February 25, 2002
JOURNALISTS: Here are story ideas and a list of selected Purdue events during the next two weeks.
Get the scoop on advanced manufacturing
Indiana has a larger percentage of its population engaged in manufacturing than any other state, and industry, higher education and government must work together to take the state from a high-wage, low-skill economy to a high-wage, high-skill economy. Purdue, in association with the Central Indiana Corporate Partnership, is hosting the Advanced Manufacturing Summit March 19 and 20 on campus. Advanced manufacturing connotes progress in virtually every aspect of manufacturing: design methods, process technology, worker skills, organizational structures, and management practices.
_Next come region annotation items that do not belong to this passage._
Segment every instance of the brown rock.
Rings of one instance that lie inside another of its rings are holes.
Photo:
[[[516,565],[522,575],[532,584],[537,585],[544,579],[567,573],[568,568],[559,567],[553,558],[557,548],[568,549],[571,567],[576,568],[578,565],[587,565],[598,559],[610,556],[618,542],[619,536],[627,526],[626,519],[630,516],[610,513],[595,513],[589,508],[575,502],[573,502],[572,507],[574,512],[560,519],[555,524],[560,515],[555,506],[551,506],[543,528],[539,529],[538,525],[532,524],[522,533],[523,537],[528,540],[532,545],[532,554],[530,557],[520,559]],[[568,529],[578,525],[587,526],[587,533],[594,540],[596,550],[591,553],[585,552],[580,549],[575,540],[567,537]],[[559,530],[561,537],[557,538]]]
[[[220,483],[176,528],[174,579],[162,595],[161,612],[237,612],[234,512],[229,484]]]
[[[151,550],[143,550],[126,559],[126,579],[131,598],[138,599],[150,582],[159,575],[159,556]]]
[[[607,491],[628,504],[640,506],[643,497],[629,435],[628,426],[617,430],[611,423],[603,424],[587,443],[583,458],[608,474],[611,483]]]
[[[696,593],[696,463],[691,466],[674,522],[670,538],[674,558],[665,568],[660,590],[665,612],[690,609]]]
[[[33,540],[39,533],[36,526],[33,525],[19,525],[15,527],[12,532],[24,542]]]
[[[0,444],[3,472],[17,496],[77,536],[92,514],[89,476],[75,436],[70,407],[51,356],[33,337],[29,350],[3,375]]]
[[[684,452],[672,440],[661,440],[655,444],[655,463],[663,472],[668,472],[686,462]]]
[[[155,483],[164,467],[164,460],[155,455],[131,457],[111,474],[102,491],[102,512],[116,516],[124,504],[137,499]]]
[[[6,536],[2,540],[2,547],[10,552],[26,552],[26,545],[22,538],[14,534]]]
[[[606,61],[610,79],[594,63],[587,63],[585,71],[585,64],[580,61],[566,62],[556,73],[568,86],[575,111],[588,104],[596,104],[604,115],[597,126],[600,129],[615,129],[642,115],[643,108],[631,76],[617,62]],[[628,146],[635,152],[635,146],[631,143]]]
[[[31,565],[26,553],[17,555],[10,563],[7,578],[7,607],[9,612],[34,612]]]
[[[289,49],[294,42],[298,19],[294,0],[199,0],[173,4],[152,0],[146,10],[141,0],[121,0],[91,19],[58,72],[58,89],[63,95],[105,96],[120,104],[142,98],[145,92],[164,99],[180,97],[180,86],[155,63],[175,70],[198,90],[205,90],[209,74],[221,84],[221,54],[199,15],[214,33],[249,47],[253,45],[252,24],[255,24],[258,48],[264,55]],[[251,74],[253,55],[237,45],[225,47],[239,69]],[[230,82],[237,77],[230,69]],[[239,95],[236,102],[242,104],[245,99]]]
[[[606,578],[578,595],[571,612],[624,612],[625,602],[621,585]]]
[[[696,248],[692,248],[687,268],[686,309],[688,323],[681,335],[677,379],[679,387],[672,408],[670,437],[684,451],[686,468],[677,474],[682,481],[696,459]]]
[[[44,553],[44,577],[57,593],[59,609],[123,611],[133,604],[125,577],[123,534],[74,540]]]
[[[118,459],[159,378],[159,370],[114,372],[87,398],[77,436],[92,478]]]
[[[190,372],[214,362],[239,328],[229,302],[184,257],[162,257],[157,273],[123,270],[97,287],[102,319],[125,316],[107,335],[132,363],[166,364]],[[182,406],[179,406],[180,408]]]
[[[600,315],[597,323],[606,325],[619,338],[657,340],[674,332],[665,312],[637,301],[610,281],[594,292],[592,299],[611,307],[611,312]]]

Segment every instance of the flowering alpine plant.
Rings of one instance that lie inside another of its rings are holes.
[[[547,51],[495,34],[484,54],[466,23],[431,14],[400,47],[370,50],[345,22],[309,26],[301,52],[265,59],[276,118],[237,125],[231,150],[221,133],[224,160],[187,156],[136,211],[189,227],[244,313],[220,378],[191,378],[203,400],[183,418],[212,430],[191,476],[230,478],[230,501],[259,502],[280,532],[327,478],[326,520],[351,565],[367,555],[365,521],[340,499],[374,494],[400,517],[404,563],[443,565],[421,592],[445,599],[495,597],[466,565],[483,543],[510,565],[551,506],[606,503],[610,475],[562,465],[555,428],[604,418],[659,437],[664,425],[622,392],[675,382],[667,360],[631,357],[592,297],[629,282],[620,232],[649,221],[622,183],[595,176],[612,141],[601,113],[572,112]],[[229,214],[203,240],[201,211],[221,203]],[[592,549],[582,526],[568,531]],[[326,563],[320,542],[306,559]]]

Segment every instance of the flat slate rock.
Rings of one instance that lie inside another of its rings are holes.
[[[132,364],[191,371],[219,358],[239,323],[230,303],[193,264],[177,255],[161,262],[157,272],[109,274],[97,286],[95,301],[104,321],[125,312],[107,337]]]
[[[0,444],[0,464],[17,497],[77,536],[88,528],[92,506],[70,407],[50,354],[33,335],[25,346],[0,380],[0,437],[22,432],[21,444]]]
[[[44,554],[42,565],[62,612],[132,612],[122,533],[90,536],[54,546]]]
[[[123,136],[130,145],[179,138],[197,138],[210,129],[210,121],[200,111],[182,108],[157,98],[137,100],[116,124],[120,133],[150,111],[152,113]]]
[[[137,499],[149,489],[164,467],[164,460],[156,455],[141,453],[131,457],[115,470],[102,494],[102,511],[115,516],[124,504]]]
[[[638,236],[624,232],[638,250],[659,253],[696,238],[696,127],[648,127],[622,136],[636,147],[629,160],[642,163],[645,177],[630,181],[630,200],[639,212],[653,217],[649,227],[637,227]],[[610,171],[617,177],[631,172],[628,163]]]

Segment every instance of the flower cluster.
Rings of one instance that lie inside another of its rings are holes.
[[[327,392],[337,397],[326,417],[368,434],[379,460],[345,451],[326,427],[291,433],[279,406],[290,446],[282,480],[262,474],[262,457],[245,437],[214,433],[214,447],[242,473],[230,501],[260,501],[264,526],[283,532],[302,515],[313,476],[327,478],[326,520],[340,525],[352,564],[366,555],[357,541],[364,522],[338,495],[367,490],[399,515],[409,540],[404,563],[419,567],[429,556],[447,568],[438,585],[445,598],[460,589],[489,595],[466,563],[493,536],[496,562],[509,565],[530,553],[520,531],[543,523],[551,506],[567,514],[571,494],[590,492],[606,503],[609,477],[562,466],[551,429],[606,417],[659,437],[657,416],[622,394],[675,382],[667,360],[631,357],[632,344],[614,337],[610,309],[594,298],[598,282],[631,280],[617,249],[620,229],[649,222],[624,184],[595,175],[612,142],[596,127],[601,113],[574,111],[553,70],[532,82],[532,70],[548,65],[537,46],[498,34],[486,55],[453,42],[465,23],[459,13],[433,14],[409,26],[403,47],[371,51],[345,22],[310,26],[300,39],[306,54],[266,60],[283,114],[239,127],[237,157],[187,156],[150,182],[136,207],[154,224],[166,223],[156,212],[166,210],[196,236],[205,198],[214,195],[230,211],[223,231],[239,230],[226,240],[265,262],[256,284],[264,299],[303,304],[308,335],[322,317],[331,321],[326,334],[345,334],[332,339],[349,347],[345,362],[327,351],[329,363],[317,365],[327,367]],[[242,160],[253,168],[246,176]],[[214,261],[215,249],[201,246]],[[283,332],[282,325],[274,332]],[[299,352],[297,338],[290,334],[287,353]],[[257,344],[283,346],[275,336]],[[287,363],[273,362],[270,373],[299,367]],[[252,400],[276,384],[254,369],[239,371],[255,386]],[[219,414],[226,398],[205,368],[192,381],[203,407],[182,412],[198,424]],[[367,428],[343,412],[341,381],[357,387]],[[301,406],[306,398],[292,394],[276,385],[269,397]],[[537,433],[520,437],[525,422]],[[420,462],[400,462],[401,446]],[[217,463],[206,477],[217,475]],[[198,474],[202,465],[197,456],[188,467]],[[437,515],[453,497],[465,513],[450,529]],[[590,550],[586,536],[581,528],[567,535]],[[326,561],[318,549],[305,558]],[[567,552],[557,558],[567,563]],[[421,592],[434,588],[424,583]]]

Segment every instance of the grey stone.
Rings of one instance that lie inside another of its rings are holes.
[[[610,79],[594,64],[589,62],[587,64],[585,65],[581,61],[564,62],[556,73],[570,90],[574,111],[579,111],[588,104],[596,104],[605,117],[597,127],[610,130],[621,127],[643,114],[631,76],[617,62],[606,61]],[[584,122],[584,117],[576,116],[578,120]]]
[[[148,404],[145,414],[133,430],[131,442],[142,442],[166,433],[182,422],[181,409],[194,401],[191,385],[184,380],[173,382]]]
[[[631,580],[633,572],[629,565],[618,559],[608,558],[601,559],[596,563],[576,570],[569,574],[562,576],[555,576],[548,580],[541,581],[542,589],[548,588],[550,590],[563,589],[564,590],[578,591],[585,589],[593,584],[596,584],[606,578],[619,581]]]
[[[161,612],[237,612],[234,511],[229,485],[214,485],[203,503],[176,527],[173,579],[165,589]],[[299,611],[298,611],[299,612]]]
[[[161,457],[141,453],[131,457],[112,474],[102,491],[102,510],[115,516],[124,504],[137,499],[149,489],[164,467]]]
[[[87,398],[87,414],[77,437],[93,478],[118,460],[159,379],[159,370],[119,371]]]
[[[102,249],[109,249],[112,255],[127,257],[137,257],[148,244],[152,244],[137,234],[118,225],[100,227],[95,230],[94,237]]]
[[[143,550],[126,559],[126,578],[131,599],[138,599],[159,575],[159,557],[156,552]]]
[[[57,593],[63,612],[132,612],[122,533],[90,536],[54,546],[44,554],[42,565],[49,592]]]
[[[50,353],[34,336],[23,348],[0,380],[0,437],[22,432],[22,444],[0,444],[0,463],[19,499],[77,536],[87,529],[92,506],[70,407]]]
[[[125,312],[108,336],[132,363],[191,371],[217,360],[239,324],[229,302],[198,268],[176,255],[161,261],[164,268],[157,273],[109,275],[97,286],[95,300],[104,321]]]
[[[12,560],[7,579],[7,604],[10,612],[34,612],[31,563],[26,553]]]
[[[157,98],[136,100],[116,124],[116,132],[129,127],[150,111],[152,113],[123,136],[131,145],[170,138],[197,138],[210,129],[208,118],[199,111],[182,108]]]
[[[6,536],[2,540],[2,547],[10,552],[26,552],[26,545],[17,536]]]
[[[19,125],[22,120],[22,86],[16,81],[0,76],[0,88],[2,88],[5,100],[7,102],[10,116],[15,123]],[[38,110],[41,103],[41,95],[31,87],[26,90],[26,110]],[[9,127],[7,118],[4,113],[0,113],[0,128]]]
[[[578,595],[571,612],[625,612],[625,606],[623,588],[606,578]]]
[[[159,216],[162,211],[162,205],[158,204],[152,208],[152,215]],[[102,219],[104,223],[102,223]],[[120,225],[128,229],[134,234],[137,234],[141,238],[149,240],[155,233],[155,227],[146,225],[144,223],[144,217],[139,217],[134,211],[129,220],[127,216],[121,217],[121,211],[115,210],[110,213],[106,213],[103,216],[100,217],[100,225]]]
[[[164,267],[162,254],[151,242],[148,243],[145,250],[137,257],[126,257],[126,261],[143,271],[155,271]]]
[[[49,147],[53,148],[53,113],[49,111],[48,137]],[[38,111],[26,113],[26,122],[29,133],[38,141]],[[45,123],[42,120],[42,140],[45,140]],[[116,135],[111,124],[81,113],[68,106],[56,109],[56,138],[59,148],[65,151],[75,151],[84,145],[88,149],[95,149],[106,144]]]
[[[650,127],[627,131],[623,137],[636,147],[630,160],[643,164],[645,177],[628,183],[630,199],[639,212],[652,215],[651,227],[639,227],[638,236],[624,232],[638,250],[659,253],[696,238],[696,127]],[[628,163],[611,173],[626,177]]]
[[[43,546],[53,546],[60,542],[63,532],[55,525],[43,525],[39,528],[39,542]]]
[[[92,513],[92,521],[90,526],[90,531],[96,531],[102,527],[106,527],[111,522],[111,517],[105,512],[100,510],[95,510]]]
This progress must take place in large and small businesses in all of Indiana's industries automotive, food processing, electronics, steel and all the others to keep state manufacturers competitive in the global economy.
CONTACT: John Schneider, Purdue assistant vice president for industry research/outreach, (765) 494-5532; Lee Lewellen, vice president of the Central Indiana Corporate Partnership, (317) 638-2440, firstname.lastname@example.org.
Weapons expert to speak Tuesday
Milton Blackwood, a national expert on chemical and biological weapons, will speak at Purdue at 7 p.m. Tuesday (2/26) in Wetherill Laboratory of Chemistry, Room 172. Blackwood, a member of the Chemical and Biological Arms Control Program of the Federation of American Scientists, is involved with efforts to prevent and respond to uses of these weapons. He coordinates an effort to educate biological scientists and engineers around the world about the potential for dangerous exploitation of biotechnology.
The talk is free and open to the public and will be followed by an informal reception, during which Blackwood will be available for interviews.
The Federation of American Scientists is an organization based in Washington, D.C., that conducts analysis and advocacy on several issues relating to science, technology and public policy. Much of its work has been in the areas of nuclear arms control and disarmament. More information about the event is available on the web.
° Monday, Feb. 25. 7 p.m. Elliott Hall of Music. Mohammed Bilal from MTV's "The Real World" will kick off a Celebrating EveryBODY" campaign with a lecture entitled "Celebrating our Differences." Bilal's talk is free and open to the public. CONTACT: Sue Abney, Student Wellness Office, (765) 494-1716.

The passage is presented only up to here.